I love to garden. I like flowers, or vegetables in containers or in beds. I even like house plants. I am far from a master gardener, but I've been gardening since I can remember. There is just something good about digging in the dirt and then watching things grow.
In our early years of marriage, we managed an apartment complex. Part of that job was planting and maintaining the flower beds every summer. This was the first time I really had my own beds, and wasn't just working on my parents or in a container. These beds were full of annuals. The beds looked good, but they cost (our boss) a pretty penny.
Years later, when we had a house of our own, I found myself broke, yet still wanting to have some flower beds. There were no beds, so I dug some out. Now how to plant them without spending any money?
A friend purchased a house that was full of overgrown perennial beds. In exchange for helping her clean them up a little, I brought home bags and bags of perennials. I didn't even know what most of them were, but planted them anyway. I added a flat of annuals too, after they were marked down. The beds looked ok that year.
The next they looked even better. I added more perennials from my friend's house. I bought a few too. Yes, perennials are expensive at the store. I didn't buy these at the store. I bought them from a garden club that was having a plant sale. The plants for sale were the thinnings from their beds. Every year the bed looked better. Every year I bought less annuals.
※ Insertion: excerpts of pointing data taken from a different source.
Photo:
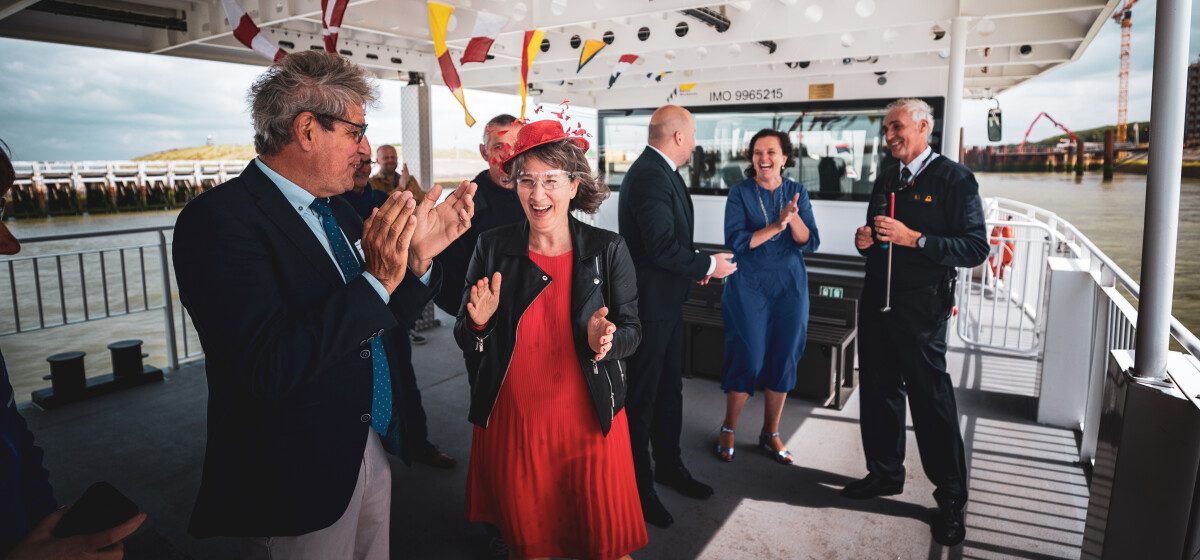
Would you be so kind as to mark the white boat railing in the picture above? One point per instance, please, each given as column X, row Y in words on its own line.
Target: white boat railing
column 1113, row 320
column 60, row 288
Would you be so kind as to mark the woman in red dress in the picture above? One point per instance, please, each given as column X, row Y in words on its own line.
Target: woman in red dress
column 549, row 313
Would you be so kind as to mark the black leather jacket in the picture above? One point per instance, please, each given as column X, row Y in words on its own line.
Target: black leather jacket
column 603, row 276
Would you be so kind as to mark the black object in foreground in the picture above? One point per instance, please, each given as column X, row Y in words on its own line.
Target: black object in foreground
column 100, row 509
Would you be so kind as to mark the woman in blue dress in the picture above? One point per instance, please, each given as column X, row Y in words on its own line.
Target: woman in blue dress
column 768, row 226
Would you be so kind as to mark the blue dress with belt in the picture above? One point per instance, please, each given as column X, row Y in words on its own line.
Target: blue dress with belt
column 766, row 302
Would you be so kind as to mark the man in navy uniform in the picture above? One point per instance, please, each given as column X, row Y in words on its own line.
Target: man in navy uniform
column 292, row 296
column 939, row 226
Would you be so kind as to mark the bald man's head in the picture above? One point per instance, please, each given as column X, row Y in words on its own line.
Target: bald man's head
column 673, row 132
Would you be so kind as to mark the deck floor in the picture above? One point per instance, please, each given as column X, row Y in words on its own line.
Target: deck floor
column 1029, row 497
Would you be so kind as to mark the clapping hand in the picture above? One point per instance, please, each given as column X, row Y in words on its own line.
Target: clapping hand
column 439, row 224
column 387, row 234
column 41, row 545
column 600, row 333
column 485, row 296
column 789, row 212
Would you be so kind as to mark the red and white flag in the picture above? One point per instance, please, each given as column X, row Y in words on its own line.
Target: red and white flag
column 487, row 28
column 331, row 12
column 249, row 34
column 623, row 62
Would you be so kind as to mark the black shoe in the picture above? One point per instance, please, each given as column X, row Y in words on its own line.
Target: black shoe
column 497, row 549
column 871, row 487
column 654, row 512
column 682, row 481
column 948, row 528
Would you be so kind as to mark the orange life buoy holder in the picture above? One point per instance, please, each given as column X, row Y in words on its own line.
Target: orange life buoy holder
column 1002, row 241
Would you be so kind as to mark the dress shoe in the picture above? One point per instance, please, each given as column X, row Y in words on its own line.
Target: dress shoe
column 654, row 512
column 435, row 457
column 682, row 481
column 948, row 528
column 871, row 487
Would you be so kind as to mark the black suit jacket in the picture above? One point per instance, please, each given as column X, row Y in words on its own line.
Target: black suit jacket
column 655, row 217
column 287, row 356
column 495, row 206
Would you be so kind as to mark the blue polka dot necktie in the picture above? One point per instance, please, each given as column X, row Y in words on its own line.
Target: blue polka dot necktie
column 381, row 399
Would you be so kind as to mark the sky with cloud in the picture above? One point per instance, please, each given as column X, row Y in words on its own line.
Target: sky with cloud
column 63, row 102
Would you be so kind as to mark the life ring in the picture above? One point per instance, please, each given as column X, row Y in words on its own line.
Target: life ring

Now I am starting beds again. (Well actually, I only have one started.) I will be making the beds in the same way I did before; cheaply. Another way, I am able to do that here is to transplant wild flowers. (Only transplant wild flowers when the species is in abundance, and never take all of them!)
Everything in the bed so far has been free. There are mums, daffodils, wild iris, fern, and pansy, so far. The neighbor asked me the other day if I wanted some daisy. She needs to thin her bed. When I told her I love perennials, she said she had several she needed to thin. You know where they will be heading don't you?
You don't have to be an expert or spend a fortune to have pretty flower beds. To make them frugally:
Use Perennials Even if you pay full price for them, (which you really don't need to) they are more frugal in the long run. If you think you have a black thumb, perennials really are easier to grow than annuals.
Get Your Perennials Free Ask your friends. Ask your neighbors. Let people know you want to start perennials. People are more than happy to give you starts and thinnings. If they don't give them away, they usually end up in the trash.
Or Get Your Perennials Cheaper Look for Garden Club sales. These plants will be substantially less expensive than the ones at the greenhouse. You can also ask a lot of questions of the club members.
Use Annuals to Fill in and Add Color You will probably still want to use a few annuals, especially in the early years of your perennials. Use these to fill in any gaps, and to add a color that will last the season.
Transplant Wildflowers If you have access to them. Again, only if there is an abundance, and never take all the species from any spot. You probably only want to do this from your own land or where you have permission, though I did move day lillies from a ditch on lonely spot along a country road.